Concentración solidaria con Chile en Valladolid. FOTO: Gaspar Francés
Concentración solidaria con Chile en Valladolid. FOTO: Gaspar Francés

“El derecho de vivir en paz”, el “canto universal / cadena que hará triunfar” que escribió Víctor Jara en 1971 contra la guerra de Vietnam antes de ser detenido, torturado y asesinato tras el golpe de Estado de Pinochet, ha sonado la tarde de este domingo en Valladolid en solidaridad con el pueblo de Chile. Varias decenas de personas, junto a un grupo de jóvenes de origen chileno y residentes en Valladolid, han mostrado su repulsa hacia el Gobierno de Piñera que ha respondido a las protestas inicialmente estudiantiles contra el alza de los precios del transporte público sacando al ejército a las calles treinta años después del fin de la dictadura.

“Desde la distancia física queremos mostrar hoy nuestra profunda solidaridad con nuestros vecinos, amigos, familiares y, en definitiva, con las trabajadoras y trabajadores de Chile que esta última semana han demostrado una fuerza inmensa para resistir otro nuevo ataque a sus ya precarias y difíciles condiciones de vida”, inició su intervención un joven chileno residente desde hace años en Valladolid, recordando que “Chile se caracteriza por ser un país profundamente desigual durante toda su historia como colonia y como nación independiente”.

Jóvenes chilenos sosteniendo pancartas y carteles durante la protesta.
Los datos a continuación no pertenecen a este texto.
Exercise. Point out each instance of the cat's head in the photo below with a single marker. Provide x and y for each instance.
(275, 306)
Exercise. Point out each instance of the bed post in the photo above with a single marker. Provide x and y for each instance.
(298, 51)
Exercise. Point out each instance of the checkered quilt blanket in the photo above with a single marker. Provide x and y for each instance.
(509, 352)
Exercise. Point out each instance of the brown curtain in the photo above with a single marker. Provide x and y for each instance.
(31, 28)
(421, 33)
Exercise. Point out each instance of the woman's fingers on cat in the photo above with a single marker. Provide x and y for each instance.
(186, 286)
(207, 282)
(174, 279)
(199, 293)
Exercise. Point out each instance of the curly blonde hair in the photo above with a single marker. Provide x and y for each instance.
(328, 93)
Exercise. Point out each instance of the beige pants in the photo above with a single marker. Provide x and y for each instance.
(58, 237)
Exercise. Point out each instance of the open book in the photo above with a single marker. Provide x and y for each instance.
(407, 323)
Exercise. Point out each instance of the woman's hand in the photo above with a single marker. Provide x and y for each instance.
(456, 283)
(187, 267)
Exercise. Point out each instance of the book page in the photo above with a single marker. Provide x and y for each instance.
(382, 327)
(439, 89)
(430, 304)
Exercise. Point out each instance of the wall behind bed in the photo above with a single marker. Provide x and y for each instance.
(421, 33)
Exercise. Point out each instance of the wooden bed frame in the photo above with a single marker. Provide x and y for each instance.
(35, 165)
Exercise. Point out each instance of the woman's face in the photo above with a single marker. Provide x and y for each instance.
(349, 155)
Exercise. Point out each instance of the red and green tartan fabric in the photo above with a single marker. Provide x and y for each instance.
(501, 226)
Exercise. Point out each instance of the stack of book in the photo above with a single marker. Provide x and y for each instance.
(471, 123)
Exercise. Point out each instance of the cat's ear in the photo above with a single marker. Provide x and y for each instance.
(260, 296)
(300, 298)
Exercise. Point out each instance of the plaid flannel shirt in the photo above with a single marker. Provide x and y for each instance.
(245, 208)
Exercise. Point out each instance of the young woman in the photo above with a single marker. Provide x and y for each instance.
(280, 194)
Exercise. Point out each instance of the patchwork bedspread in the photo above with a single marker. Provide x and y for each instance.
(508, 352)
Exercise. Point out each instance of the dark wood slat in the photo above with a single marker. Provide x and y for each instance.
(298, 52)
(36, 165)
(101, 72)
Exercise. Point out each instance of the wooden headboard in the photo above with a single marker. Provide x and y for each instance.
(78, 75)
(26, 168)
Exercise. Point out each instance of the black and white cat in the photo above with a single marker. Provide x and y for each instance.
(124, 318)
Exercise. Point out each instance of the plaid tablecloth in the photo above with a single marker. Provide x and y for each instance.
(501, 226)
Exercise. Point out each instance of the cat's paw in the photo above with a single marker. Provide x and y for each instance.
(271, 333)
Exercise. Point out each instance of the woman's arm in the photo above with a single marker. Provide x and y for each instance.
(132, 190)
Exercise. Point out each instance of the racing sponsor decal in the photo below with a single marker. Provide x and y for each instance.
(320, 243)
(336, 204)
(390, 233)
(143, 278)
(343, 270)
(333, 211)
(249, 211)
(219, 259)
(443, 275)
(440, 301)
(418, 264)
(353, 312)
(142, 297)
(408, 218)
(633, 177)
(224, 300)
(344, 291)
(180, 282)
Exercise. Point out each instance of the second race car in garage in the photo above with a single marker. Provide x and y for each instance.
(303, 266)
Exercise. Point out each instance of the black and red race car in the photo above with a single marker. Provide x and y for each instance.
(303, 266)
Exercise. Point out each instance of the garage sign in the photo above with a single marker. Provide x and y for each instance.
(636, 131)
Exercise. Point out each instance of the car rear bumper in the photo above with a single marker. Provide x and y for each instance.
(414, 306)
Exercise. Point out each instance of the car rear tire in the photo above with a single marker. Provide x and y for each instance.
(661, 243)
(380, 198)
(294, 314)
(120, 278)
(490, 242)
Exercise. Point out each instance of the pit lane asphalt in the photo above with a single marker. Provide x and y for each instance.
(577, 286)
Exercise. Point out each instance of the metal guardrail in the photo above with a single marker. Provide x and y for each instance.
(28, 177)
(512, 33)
FOTO: Gaspar Francés
Jóvenes chilenos sosteniendo pancartas y carteles durante la protesta. FOTO: Gaspar Francés

Denunciando que los recursos naturales de su país, su industria y sus servicios básicos se encuentran en manos “que representan los intereses de la gran burguesía chilena, estadounidense, europea y, por qué no decirlo, española”, aseguraron que “como aquí, muchas de las decisiones que en el parlamento se toman consolidan esa desigualdad y cargan el peso de las crisis y los recortes sobre los trabajadores y trabajadoras”. “¿Qué intereses protegía sino el gobierno de Piñera cuando declaró el estado de excepción y sacó a los militares a la calle?”, se cuestionaron recordando los asesinatos, violaciones y torturas que se cuentan por decenas durante estas protestas, además de miles de detenciones.
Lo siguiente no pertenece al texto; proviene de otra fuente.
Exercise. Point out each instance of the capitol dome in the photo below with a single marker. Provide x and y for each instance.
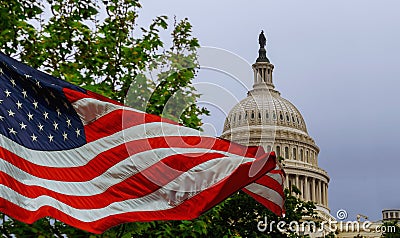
(264, 118)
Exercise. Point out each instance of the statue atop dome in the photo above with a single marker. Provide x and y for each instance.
(262, 52)
(262, 40)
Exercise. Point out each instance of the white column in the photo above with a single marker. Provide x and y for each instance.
(301, 188)
(320, 191)
(326, 192)
(287, 181)
(313, 190)
(297, 183)
(307, 186)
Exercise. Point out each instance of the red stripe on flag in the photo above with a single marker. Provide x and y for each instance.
(109, 158)
(189, 209)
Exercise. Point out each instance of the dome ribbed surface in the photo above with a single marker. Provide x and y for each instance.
(263, 108)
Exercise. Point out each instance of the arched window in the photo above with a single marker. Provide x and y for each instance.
(301, 155)
(286, 152)
(294, 153)
(278, 151)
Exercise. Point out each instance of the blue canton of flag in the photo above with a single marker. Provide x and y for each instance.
(34, 111)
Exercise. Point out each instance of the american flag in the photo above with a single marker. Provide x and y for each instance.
(93, 163)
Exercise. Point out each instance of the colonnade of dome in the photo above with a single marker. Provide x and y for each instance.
(267, 119)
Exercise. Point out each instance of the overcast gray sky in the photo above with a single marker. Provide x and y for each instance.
(338, 63)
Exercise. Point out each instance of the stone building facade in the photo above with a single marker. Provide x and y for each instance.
(267, 119)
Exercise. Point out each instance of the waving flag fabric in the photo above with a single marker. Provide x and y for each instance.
(93, 163)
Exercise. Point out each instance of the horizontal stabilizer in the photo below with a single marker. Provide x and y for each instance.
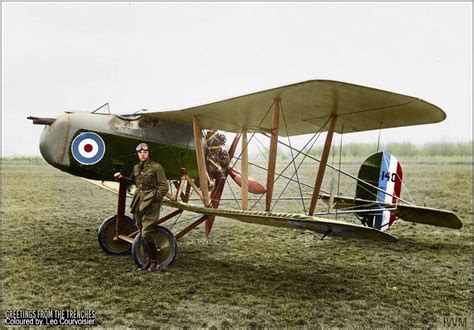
(428, 216)
(412, 213)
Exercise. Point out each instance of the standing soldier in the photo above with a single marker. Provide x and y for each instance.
(150, 180)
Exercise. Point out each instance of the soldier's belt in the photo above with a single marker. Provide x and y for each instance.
(146, 188)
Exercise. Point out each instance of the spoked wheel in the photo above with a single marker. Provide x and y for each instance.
(166, 248)
(106, 236)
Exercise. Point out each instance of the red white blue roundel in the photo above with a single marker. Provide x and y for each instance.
(88, 148)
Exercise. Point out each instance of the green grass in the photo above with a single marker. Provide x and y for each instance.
(245, 275)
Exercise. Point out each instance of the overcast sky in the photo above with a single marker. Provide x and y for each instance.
(163, 56)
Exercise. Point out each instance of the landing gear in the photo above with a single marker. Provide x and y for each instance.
(107, 235)
(166, 246)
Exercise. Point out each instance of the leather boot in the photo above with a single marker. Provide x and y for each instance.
(154, 265)
(147, 253)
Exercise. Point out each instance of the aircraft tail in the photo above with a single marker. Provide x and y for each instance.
(382, 170)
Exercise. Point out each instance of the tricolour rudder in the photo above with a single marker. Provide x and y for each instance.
(382, 170)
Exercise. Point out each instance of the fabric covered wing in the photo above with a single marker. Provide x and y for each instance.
(290, 220)
(307, 106)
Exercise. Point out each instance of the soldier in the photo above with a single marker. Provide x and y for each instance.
(150, 180)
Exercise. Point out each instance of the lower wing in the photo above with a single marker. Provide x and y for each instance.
(323, 226)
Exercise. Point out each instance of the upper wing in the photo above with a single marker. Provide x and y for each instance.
(307, 106)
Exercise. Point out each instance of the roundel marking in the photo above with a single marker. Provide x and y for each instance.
(88, 148)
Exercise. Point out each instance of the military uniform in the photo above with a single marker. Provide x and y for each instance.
(150, 180)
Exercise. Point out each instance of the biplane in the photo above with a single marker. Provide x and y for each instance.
(191, 147)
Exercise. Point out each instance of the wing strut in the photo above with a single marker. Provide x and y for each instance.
(272, 156)
(244, 192)
(322, 165)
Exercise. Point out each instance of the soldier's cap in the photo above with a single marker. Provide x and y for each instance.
(142, 146)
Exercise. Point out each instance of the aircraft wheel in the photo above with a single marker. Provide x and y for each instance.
(166, 247)
(106, 236)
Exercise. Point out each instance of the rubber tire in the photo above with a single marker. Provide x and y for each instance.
(106, 234)
(165, 242)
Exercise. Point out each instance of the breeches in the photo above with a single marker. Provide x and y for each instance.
(146, 220)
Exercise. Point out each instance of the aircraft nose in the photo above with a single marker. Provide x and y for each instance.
(53, 141)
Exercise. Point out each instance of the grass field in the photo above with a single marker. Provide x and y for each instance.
(245, 275)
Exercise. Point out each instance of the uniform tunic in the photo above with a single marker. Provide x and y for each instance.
(152, 186)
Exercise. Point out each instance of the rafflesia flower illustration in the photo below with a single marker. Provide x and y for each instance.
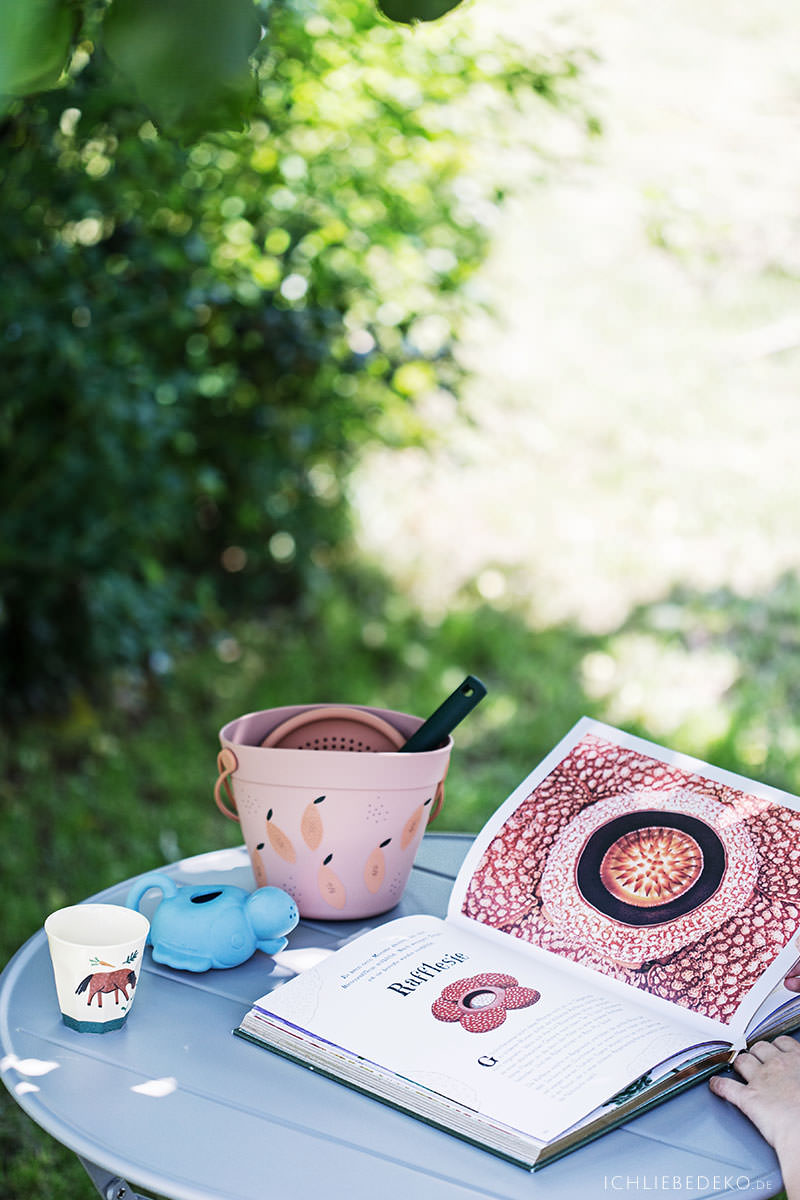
(480, 1002)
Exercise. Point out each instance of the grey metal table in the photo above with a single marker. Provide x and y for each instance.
(175, 1104)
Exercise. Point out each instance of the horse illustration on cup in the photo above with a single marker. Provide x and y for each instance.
(100, 983)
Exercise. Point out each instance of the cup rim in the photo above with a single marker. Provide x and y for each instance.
(136, 925)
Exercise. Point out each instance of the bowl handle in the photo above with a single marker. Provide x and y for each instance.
(227, 763)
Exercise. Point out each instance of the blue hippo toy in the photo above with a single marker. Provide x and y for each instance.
(197, 928)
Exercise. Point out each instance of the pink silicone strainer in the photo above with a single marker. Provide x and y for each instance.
(335, 727)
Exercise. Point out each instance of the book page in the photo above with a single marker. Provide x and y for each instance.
(648, 868)
(519, 1043)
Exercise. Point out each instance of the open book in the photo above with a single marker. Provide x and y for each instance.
(618, 930)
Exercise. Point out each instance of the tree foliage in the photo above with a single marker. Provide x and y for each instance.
(198, 341)
(191, 63)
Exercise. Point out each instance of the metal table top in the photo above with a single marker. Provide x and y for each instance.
(174, 1103)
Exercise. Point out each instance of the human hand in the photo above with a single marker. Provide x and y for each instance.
(770, 1097)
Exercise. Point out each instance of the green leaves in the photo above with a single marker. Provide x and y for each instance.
(187, 60)
(408, 12)
(35, 39)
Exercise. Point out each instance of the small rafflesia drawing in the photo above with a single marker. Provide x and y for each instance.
(481, 1002)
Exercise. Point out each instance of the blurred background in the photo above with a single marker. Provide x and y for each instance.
(476, 352)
Desde Valladolid, este grupo de jóvenes reivindican una serie de “medidas de urgencia que necesita el país para revertir las graves desigualdades”, que además de la renuncia del presidente Sebastián Piñera, el ministro de interior y seguridad pública Andrés Chadwick y la convocatoria de una Asamblea Constituyente para elaborar una nueva Constitución que acabe con estas desigualdades, pasan por: Disminución sueldo parlamentarios, aumento del salario mínimo; fin AFP por un sistema público de pensiones digno y de calidad; educación primaria, secundaria y universitaria gratuita y de calidad; nacionalización de los recursos naturales (agua, energía, litio, cobre); por una Salud pública y de calidad y por farmacias populares con precios asequibles.
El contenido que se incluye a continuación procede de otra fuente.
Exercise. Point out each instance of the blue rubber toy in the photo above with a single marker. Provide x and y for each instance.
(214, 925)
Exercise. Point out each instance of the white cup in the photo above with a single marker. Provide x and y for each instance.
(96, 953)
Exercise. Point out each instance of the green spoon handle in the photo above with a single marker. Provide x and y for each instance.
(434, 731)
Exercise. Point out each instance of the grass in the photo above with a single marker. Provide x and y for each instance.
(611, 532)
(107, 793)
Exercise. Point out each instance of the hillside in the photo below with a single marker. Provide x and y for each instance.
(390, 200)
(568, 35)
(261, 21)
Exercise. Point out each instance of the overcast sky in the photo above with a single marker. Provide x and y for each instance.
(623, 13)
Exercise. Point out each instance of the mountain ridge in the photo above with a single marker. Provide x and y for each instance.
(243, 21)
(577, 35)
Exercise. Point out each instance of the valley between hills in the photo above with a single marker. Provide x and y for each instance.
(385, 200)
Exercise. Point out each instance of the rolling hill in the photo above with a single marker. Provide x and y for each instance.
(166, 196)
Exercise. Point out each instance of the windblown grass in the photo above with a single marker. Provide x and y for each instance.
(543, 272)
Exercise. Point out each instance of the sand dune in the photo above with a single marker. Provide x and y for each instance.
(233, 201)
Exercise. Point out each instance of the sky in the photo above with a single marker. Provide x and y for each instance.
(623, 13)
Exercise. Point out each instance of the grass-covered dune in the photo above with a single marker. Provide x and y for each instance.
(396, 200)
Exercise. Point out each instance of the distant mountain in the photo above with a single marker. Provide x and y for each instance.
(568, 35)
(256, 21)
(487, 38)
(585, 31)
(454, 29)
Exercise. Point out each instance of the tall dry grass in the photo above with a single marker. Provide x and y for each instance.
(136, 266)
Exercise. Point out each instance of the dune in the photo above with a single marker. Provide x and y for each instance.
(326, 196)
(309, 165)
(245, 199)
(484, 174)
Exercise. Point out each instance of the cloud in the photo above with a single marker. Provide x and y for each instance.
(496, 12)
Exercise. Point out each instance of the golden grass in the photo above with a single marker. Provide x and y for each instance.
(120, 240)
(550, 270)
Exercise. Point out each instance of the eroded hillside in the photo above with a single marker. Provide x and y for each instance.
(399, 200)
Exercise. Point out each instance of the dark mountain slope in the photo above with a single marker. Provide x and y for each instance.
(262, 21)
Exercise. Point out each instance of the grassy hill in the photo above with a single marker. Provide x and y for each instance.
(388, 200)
Lectura del manifiesto durante la protesta. FOTO: Gaspar Francés
Lectura del manifiesto durante la protesta. FOTO: Gaspar Francés

Después de esta primera intervención, el grupo convocante de la concentración, sin siglas reconocibles, ha dado lectura al comunicado elaborado para esta protesta: “La clase obrera chilena está dando una verdadera lección a todos”, leyeron recordando su “transición” que “como en España” se hizo “al servicio de los poderosos y de la continuidad, con un enorme pacto de silencio que dejó en el poder a las mismas fuerzas que antes gobernaban”.

Aseguraron que la clase proletaria chilena, quienes sufren directamente los recortes y la creciente precariedad, “tiene la fuerza suficiente para contestar ante ante el enésimo agravio al que la burguesía chilena quiere someterle entre palos y burlas”, calificando la declaración del Estado de Emergencia el pasado fin de semana como “la respuesta más abierta y brutal que la burguesía podría dar contra quienes se manifiestan en las calles”. “Desde Valladolid, llamamos a la solidaridad con la clase trabajadora internacional con nuestros hermanos que luchan en Chile, a generalizar las muestras de solidaridad y a extender la lucha contra el capital”, concluyeron.

Cuando la concentración parecía disolverse, junto a las velas que adornaban las escaleras de Portugalete entre banderas y carteles, un grupo se ha vuelto a reunir para, a coro y con ayuda de sus móviles para recordar sus versos, cantar “El derecho de vivir en paz” de Víctor Jara, realizado vídeos de apoyo para enviar a sus familiares y amigos en Chile, al grito de “el pueblo unido jamás será vencido”.